There are multiple examples of the legislature using the listed definitional phrases to create specific intent crimes. See Minn.Stat. § 609.582 (1994) (burglary); Minn.Stat. § 609.19(1) (1994) (second-degree intentional murder); Minn.Stat. § 609.52, subd. 2(1) (1994) (theft); Minn.Stat. § 609.611 (1994) (defrauding insurer); Minn.Stat. § 609.625 (1994) (aggravated forgery). In fact the language of other harassment statutes indicates the legislature's ability to distinguish between general and specific intent crimes by using these phrases. See Minn.Stat. § 609.713 (1994) (terroristic threats, requiring specific intent); Minn.Stat. § 609.746 (1994) (interference with privacy, requiring specific intent); Minn.Stat. § 609.79 (1994) (obscene or harassing telephone calls, requiring specific intent).

Statutes that use the term "intentional" to modify a type of behavior make the results of the conduct, rather than the actor's mental state, criminal. To prove a general intent crime, the state must show that the intentional conduct resulted in the outcome proscribed under the statute. In this manner "intentional" is used to distinguish criminal conduct from the accidental. Under this construction of intentional conduct, the state met its burden of proof when Orsello admitted that he purposefully did the acts alleged as harassment.

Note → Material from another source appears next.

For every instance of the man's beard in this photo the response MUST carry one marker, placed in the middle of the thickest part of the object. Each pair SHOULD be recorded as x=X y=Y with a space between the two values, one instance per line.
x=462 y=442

For intentional conduct to become harassment under Minn.Stat. § 609.749, two additional requirements must be met. First, the intentional conduct must be on the specific, albeit not exhaustive, list of acts defining harassment in subdivision two. Second, it must be done in a manner that would cause a reasonable person under the circumstances to feel oppressed, persecuted, or intimidated, and have that effect on the victim. The list provides specificity for the accused, law enforcement, and the jury on what types of acts may violate the statute. The reasonable person requirement provides a standard for evaluating the nature of the accused's actions. We conclude that by using these two devices, the legislature mitigated the potential disadvantage worked against defendants of a general intent crime while preserving its goal of not requiring a specific intent to harass. We do not find the statute inherently ambiguous and thus decline to apply the rule of lenity as Paul Orsello urges.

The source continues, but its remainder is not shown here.